Ultraderecha gana terreno.

Sufren aliados de Merkel revés electoral

La Unión Social Cristiana (CSU) pierden la mayoría absoluta en Bavaria, mientras que la ultraderechista Alternativa para Alemania (AfD) ingresa a la asamblea estatal por primera vez.

Berlín.-  Los aliados bávaros de la canciller alemana Angela Merkel sufrieron el domingo su peor resultado electoral desde 1950, perdiendo votos ante la extrema derecha en un revés que genera riesgos de ampliar las divisiones dentro del gobierno nacional alemán.

La Unión Social Cristiana (CSU) obtuvo el 35.5 por ciento de los votos, mostró un sondeo a boca de urna de la emisora ARD, perdiendo su mayoría absolutapor tan solo la segunda vez desde 1962, un resultado que seguramente agitará las internas en el partido, que ya es un socio difícil para Merkel en Berlín.

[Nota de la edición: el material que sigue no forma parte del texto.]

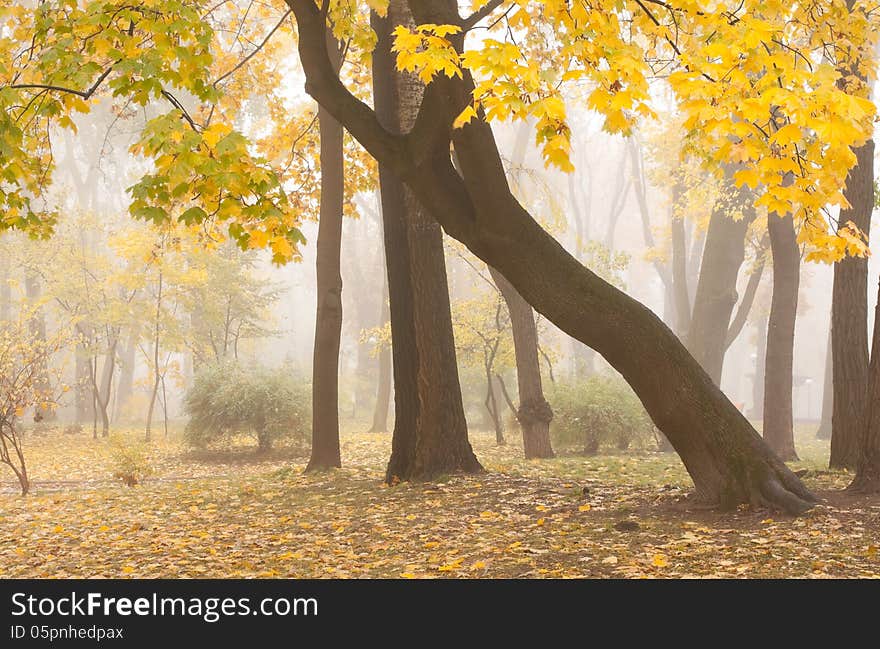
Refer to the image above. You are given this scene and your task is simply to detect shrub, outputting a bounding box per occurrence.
[548,376,653,454]
[111,438,153,487]
[184,363,311,451]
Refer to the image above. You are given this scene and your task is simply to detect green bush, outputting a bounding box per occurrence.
[548,376,654,455]
[184,363,311,451]
[111,438,153,487]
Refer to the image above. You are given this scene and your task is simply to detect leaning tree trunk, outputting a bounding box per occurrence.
[816,327,834,439]
[830,140,874,469]
[848,276,880,493]
[687,172,756,385]
[667,190,691,340]
[113,331,138,421]
[489,266,553,459]
[287,0,815,513]
[306,32,345,472]
[373,0,482,483]
[764,213,801,460]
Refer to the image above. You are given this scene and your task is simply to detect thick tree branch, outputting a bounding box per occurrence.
[287,0,414,177]
[461,0,504,31]
[9,61,119,99]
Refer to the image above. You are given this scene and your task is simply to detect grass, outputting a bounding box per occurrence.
[0,429,880,578]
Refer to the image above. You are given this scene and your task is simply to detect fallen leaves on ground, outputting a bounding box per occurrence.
[0,426,880,578]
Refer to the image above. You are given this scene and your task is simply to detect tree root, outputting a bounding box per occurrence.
[752,476,818,516]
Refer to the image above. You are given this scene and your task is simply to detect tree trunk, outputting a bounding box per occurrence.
[0,250,12,322]
[816,326,834,439]
[848,276,880,493]
[306,33,345,472]
[145,267,165,442]
[484,362,506,446]
[724,239,769,349]
[687,173,756,385]
[287,0,815,513]
[749,316,769,419]
[373,0,482,483]
[113,331,138,421]
[24,269,57,421]
[670,195,691,341]
[369,276,391,433]
[830,140,874,469]
[489,266,553,459]
[764,213,801,460]
[95,333,119,437]
[74,336,94,426]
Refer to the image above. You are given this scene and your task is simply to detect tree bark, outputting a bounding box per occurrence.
[816,326,834,439]
[830,140,874,469]
[113,331,138,421]
[764,213,801,460]
[287,0,815,513]
[749,316,769,419]
[724,239,767,349]
[848,276,880,493]
[687,173,756,385]
[489,266,553,459]
[369,276,391,433]
[372,0,482,484]
[306,32,345,472]
[670,204,691,341]
[0,250,12,322]
[24,269,57,421]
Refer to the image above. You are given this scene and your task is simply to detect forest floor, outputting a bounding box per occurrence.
[0,430,880,578]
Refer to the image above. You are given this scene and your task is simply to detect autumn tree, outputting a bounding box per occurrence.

El resultado, en el que los Verdes a favor de la inmigración quedaron segundos y la ultraderechista Alternativa para Alemania (AfD) ingresa a la asamblea estatal por primera vez, significa que la CSU deberá formar una coalición – una humillación para un partido acostumbrado a gobernar en solitario.

El líder de la CSU, Horst Seehofer, ha sido una astilla en el pie para Merkel desde que en 2015 la canciller decidió abrir las fronteras alemanas a más de un millón de migrantes, volcando gradualmente al partido de Seehofer a la derecha en un esfuerzo por contrarrestar el ascenso de AfD, que terminó siendo inútil.

“Hermanos” distanciados

Las divisiones entre la Unión Democrática Cristiana de Merkel y la CSU -dos partidos hermanos conservadores- se han ampliado aún más desde unas elecciones nacionales indefinidas que los forzaron a una coalición en marzo con los socialdemócratas del SPD, que se inclinan a la izquierda.

A la votación bávara le seguirá otra prueba en dos semanas para la alianza conservadora de Merkel: su CDU probablemente seguirá siendo el mayor partido, pero perderá sufragios en una elección regional en el estado occidental de Hesse, donde se encuentra el centro financiero de Fráncfort.

La CDU luego sostiene su congreso anual en diciembre, cuando Merkel buscará la reelección como presidenta del partido – un movimiento que los conservadores de rango alto han respaldado pese al desposeimiento en el parlamento de su aliado, Volker Kauder, como líder partidario el mes pasado.

Antes de las elecciones en Bavaria, Merkel instó a que sus aliados de la CDU y la CSU pusieran fin a las peleas internas.

Su cuarto y probablemente último gobierno ya ha estado cerca de colapsar dos veces, en discusiones sobre la inmigración y un escándalo por el exjefe de espionaje doméstico de Alemania, mientras que un conflicto sobre la eliminación gradual de los contaminantes autos a diésel ahora amenaza con empeorar.